A distinctive Trinity hurling identity has developed alongside this success. The driving force seems to be a Twitter account managed by Breen. Unlike Twitter accounts at other hurling colleges, Breen offers a humorous take on the matches, providing commentary and general banter about everything Trinity GAA. O’Sullivan enjoys the fact that although the team take hurling very seriously, there is an element of self-deprecation about the relationships, which he clarifies is not a bad thing. Rather it is something that drew him to the team he now refers to as his “second club”. O’Sullivan likes the closeness between the players and the communal atmosphere, the most common query in the WhatsApp group being “who’s in Chaplins?”. He is also pleased with Breen’s tweets, one of which recently went viral. A video of O’Sullivan chipping the ball over the bar from the sideline outside the 45 was picked up by Balls.ie, a sports related news page, and was retweeted numerous times. This, O’Sullivan tells me, has been his “only bit of fame” since getting the call up for the senior Dublin squad: ‘It’s weird watching yourself on Balls.ie.” As Cian points this is the beauty of Trinity hurling. In any other college, like Dublin City University (DCU) or University College Dublin (UCD), a sideline cut like his would go unnoticed. In Trinity these moments of magic are better appreciated.
New Dublin manager Ger Cunningham has cleared out the old guard and replaced them with a raft of young player such as O’Sullivan. Cunningham is trying to develop Dublin into a younger, leaner, hungrier team. Dublin senior hurling has been completely overshadowed by the success of their footballing counterparts, a fact Cunningham wishes to rectify, and O’Sullivan is part of this new set up. “It’s a big call for Ger”, he remarks, but is in agreement that Dublin needed “a reboot”.
In any other college, like DCU or UCD, a sideline cut like his would go unnoticed. In Trinity these moments of magic are better appreciated
The Dublin seniors are the ninth team O’Sullivan has played for this year alone. Despite his love for the game, the commitment is going to be a strain for anyone. He hasn’t gone five days without playing hurling and it’s obvious he wouldn’t mind a break. But a break at this stage just isn’t feasible. Without practice a hurler’s touch rapidly deteriorates. O’Sullivan understands this predicament and doesn’t really complain about his schedule: “It’s what I do and what I enjoy doing”, he shrugs matter-of-factly.

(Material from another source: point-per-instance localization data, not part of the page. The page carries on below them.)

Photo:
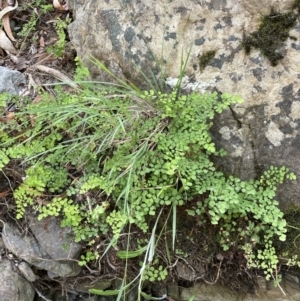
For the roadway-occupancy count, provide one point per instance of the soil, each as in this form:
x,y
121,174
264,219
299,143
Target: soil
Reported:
x,y
196,249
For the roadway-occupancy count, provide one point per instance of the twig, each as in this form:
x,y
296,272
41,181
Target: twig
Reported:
x,y
57,74
40,294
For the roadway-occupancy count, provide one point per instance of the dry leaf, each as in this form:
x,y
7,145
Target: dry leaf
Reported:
x,y
57,74
44,57
60,4
5,20
42,42
4,193
6,44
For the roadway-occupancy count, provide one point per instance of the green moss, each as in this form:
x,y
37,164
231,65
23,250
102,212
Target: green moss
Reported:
x,y
291,247
296,5
273,31
206,58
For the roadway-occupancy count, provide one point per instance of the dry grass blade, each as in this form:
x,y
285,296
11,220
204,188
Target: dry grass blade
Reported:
x,y
57,74
6,44
5,18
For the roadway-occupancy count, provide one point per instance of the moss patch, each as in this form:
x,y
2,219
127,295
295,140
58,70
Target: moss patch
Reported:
x,y
206,58
273,31
291,247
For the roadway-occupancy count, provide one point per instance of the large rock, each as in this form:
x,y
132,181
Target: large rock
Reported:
x,y
50,248
13,286
153,35
11,81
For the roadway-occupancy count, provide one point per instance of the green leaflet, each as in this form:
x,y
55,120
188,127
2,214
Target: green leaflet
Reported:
x,y
131,254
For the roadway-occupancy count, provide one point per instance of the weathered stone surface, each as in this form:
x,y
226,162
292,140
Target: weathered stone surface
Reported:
x,y
12,82
265,129
13,286
50,248
26,271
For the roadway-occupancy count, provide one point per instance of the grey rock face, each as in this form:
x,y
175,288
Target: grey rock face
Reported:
x,y
50,249
130,35
13,286
12,82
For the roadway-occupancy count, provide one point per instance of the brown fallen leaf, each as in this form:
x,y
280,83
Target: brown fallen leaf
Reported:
x,y
8,117
60,4
57,74
4,15
4,193
44,57
6,44
6,25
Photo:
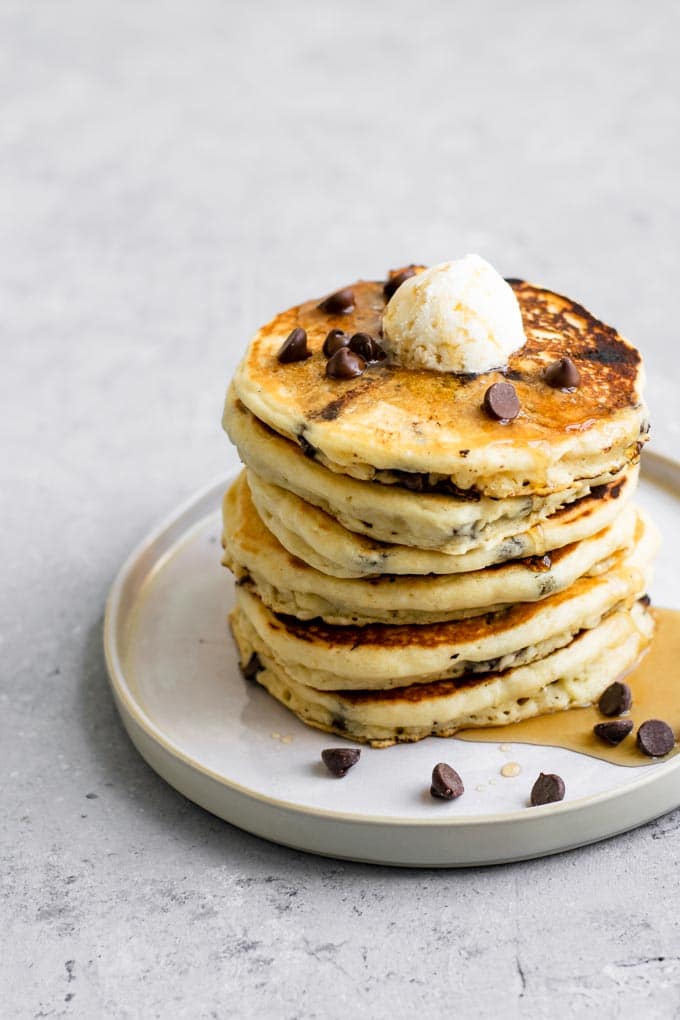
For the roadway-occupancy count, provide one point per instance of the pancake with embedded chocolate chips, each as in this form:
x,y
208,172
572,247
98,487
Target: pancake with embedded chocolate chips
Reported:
x,y
394,424
320,541
574,675
393,513
376,656
290,585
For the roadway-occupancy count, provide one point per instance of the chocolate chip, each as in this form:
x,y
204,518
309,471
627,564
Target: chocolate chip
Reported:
x,y
367,347
396,278
616,700
340,760
252,667
614,732
295,347
447,783
345,364
502,402
338,303
563,374
655,737
547,789
333,342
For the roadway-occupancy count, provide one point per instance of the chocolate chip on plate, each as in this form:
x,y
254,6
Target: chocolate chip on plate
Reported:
x,y
614,732
345,364
502,402
656,738
340,760
367,347
616,700
396,278
563,374
333,342
338,303
447,783
295,347
547,789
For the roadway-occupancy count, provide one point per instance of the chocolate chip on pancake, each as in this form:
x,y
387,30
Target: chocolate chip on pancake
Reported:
x,y
340,303
447,783
614,732
340,760
656,738
345,364
616,700
548,788
367,347
563,374
396,278
502,402
295,347
252,667
333,342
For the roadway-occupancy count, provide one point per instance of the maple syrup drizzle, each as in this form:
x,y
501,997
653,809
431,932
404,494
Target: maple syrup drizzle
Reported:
x,y
656,685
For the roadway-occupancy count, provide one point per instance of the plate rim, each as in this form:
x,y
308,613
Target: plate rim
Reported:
x,y
657,464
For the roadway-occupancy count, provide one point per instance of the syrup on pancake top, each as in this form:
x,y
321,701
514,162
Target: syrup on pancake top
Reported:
x,y
566,405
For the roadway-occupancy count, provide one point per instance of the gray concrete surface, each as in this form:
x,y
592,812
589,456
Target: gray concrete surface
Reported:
x,y
172,173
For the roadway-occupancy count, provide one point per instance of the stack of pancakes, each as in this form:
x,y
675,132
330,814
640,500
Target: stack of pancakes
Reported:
x,y
406,564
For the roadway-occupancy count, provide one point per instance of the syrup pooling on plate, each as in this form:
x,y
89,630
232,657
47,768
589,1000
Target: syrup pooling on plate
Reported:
x,y
656,686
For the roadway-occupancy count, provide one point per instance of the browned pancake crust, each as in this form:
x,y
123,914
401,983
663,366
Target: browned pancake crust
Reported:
x,y
555,325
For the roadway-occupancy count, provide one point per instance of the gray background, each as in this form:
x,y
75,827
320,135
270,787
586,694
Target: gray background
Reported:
x,y
173,173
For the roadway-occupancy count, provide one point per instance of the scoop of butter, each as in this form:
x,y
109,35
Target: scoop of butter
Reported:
x,y
459,316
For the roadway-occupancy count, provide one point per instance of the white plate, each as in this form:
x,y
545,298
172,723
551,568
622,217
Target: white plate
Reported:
x,y
229,747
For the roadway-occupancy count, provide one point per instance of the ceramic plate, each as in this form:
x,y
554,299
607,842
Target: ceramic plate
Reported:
x,y
230,748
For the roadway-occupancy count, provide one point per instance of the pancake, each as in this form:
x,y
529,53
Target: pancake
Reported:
x,y
320,541
378,656
290,585
572,676
393,513
395,424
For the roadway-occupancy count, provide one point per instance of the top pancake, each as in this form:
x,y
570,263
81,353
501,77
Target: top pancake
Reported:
x,y
393,419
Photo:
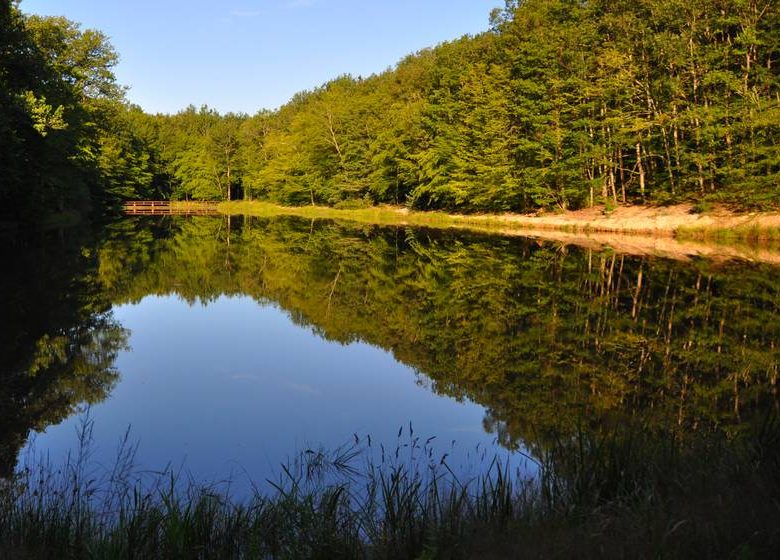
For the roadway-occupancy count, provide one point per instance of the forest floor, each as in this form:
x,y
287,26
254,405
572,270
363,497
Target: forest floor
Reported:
x,y
667,231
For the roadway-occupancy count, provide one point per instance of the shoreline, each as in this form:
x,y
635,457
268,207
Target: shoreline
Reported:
x,y
668,232
679,221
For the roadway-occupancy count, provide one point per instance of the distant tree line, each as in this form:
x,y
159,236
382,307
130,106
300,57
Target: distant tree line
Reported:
x,y
560,104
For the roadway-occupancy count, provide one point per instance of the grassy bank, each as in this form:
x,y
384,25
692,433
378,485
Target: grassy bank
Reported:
x,y
619,495
682,221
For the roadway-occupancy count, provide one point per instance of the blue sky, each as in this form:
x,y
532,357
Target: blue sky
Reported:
x,y
245,55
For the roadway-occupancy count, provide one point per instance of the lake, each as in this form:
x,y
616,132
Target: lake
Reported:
x,y
225,346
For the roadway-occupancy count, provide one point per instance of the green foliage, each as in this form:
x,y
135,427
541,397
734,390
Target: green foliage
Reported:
x,y
560,105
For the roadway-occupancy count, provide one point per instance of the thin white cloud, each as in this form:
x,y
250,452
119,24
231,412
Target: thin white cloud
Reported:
x,y
246,13
300,3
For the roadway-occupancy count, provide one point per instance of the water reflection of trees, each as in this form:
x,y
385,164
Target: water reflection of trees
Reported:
x,y
549,339
60,339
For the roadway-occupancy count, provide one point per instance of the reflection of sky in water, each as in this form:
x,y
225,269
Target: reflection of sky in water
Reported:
x,y
234,387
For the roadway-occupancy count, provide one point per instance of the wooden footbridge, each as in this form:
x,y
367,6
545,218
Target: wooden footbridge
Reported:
x,y
168,207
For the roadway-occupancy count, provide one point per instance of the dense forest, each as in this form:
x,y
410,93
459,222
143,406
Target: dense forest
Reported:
x,y
560,104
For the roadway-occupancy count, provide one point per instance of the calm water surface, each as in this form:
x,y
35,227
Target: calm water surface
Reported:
x,y
227,346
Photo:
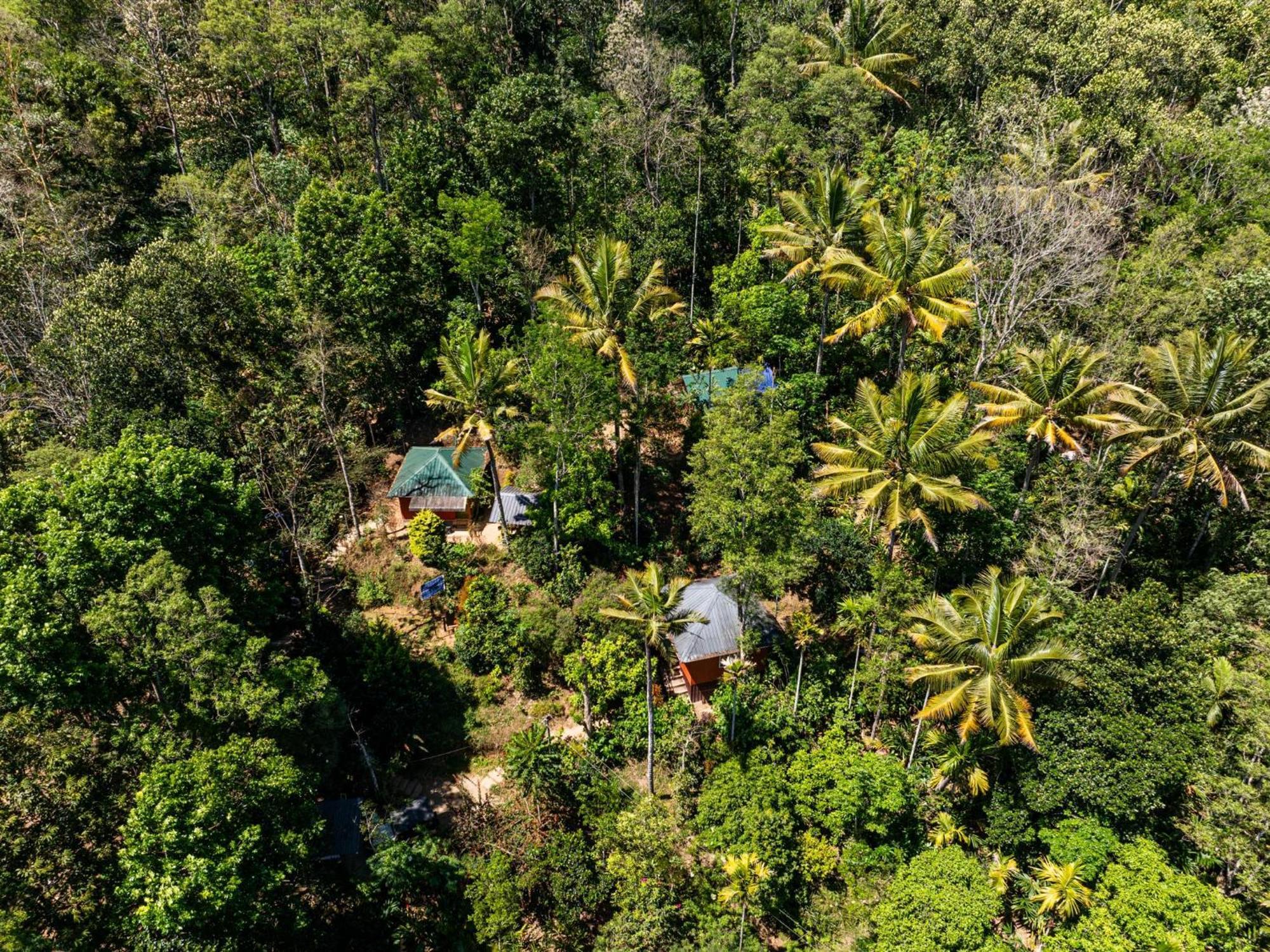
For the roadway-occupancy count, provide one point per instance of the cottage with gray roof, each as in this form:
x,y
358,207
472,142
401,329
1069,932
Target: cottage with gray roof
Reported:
x,y
702,648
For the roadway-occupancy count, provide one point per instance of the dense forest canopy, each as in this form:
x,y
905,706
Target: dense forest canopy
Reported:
x,y
932,335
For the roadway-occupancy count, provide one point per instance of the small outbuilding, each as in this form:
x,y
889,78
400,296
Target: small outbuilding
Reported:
x,y
702,648
430,479
516,508
342,829
703,386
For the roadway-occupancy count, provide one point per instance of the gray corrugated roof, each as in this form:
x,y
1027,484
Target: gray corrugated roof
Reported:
x,y
342,835
516,507
430,475
722,633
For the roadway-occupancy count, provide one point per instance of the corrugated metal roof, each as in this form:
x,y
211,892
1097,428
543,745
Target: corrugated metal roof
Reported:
x,y
342,833
721,635
705,385
430,474
516,507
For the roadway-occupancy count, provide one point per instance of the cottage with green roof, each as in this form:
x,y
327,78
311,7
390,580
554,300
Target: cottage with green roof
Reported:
x,y
430,479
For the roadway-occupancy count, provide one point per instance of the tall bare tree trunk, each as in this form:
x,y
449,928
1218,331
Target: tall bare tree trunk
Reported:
x,y
1137,526
825,321
498,488
697,227
648,702
798,685
918,732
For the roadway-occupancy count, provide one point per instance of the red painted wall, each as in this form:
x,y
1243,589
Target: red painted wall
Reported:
x,y
407,513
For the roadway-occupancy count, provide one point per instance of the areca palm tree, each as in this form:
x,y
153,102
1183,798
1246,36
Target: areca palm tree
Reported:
x,y
656,605
805,631
957,763
866,41
1196,419
481,386
712,337
1220,686
987,648
824,216
735,672
746,876
535,763
947,832
1060,889
599,305
1057,400
900,456
909,276
1003,871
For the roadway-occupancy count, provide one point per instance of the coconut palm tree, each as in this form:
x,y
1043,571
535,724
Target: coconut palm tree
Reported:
x,y
1003,871
656,605
947,832
1220,686
857,615
746,876
1057,400
1060,889
909,276
535,765
709,345
1196,420
806,633
824,216
735,673
987,647
481,385
599,305
866,41
901,453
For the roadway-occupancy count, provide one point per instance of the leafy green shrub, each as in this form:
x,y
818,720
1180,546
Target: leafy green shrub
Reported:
x,y
747,807
1081,841
846,793
417,889
373,592
940,902
625,737
488,627
213,842
427,535
495,636
1141,902
562,573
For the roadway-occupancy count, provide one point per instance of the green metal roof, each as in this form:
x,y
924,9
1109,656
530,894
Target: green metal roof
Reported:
x,y
703,385
431,474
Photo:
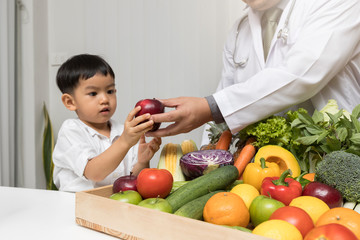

O’Sullivan is realistic about his expectations for play-time this year. He sees it a “year of development”, a year to improve his skills and get up to speed with the older players on the team who might have eight years of inter-county hurling under their belts. This is easier said than done and he describes a recent game against Meath as the “fastest game of hurling” he has ever played.
As we said our goodbyes, he mentioned that he was going to UCD to undergo a series of medical scans, because of which he would miss cookery lessons courtesy of the Dublin team. He then proceeded to describe the staggering number of training sessions he would be attending in the next few weeks and months. The commitment is commendable.
O’Sullivan and I had begun the interview reminiscing on old times. We had played each other on a handful of occasions in some pretty brutal affairs against his club St Brigids. He didn’t remember me but naturally I remembered him and what struck me most then and now was his innate and unstoppable competitiveness and his will to succeed. These traits will serve him well in his new inter-county hurling career.